Sleep is a biological process that starts with our sleep drive and our biological clock.  In this process, our body recovers and repairs from the day. So, what are the consequences of a lack of sleep?

Nutritionally, a lack of sleep can impair the immune system, putting us at a higher risk of getting sick. Also, those who aren’t getting enough sleep tend to gain weight and have higher susceptibility to chronic health conditions like obesity and hypertension. Not only are there health consequences (higher disability and insurance costs), but exhausted employees can have just as much of a negative impact on the workplace environment (productivity levels, falls, mistakes)

A lack of sleep increases our sleep drive, meaning, we feel more tired as we go about our day. Our brain is constantly sending signals to the body that we need rest. This is why we have a harder time concentrating when we are tired. Inadequate sleep makes it difficult to make complex decisions, resulting in a lack of effective communication amongst team members. This can hinder productivity levels and set the tone of their environment daily. Currently, over 30% of people don’t get good sleep.
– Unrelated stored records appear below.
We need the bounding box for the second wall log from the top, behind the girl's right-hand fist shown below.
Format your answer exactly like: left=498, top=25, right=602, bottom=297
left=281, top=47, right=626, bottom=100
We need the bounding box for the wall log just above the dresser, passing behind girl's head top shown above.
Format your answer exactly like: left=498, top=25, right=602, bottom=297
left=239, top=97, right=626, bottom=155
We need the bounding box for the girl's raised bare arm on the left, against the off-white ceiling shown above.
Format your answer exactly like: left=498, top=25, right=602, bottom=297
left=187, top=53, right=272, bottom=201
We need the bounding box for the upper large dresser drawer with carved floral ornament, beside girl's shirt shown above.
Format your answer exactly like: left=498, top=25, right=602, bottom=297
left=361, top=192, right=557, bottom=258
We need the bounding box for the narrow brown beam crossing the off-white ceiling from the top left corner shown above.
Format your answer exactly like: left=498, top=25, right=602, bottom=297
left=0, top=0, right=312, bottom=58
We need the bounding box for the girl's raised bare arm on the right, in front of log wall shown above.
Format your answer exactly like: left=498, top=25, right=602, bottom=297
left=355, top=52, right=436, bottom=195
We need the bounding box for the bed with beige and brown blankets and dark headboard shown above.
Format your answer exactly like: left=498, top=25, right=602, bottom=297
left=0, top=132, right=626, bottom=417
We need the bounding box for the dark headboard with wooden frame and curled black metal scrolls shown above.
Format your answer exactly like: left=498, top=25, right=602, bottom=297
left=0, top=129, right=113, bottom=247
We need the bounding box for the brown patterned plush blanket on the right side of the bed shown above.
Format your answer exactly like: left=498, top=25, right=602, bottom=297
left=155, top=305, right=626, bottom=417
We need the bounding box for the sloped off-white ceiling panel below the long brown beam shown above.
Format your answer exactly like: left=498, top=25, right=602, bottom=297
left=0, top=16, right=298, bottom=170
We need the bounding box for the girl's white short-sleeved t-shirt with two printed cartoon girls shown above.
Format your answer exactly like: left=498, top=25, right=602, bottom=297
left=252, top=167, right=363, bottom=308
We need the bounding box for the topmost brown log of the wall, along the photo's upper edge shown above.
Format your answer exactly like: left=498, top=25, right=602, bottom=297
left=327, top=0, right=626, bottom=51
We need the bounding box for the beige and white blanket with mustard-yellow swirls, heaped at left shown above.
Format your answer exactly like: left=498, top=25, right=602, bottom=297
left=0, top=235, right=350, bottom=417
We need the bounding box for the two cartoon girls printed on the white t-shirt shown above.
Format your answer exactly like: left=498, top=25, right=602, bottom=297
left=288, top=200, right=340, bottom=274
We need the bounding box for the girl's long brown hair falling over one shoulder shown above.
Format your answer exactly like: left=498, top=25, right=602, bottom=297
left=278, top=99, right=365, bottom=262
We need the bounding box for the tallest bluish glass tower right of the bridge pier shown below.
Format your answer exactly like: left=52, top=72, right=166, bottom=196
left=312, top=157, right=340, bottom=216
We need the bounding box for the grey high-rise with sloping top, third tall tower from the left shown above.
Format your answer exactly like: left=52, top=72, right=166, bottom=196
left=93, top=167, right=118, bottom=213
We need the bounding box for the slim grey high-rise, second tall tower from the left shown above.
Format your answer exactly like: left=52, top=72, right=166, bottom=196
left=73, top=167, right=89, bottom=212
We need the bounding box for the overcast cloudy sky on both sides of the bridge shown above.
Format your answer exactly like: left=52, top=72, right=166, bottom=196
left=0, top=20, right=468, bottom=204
 Steps that can be taken to ensure you and your team members get your z’s?

  1. Your work environments-consider the design of Zen gardens and rest venues. Napping boosts alertness and accuracy.  Nappers are more alert, respond faster and better, and make fewer mistakes. Even a 20-minute nap was found to improve alertness and performance among shift workers.
  2. Replicate these type of design for employees -Recharge rooms, nap pods.
  3. Inservice training included with orientations, etc. to educate what can tips to  get a better-quality sleep.
  4. picking an optimal time and amount of sleep. The recommended amount of sleep is 7-9 hours for adults.
  5. Minimize any light exposure during sleep can also disturb the sleep cycle.
  6. Avoid smart devices or tv screens before going to sleep
  7. Minimize or avoid smoking and alcohol several hours before your bedtime

Keep in mind that these recommendations go hand in hand with a healthy lifestyle, food options and exercise. Promoting lifestyle practices in the workplace can have plenty of benefits including: reduced health care costs, increased concentration for effective decision making and overall, higher workplace productivity.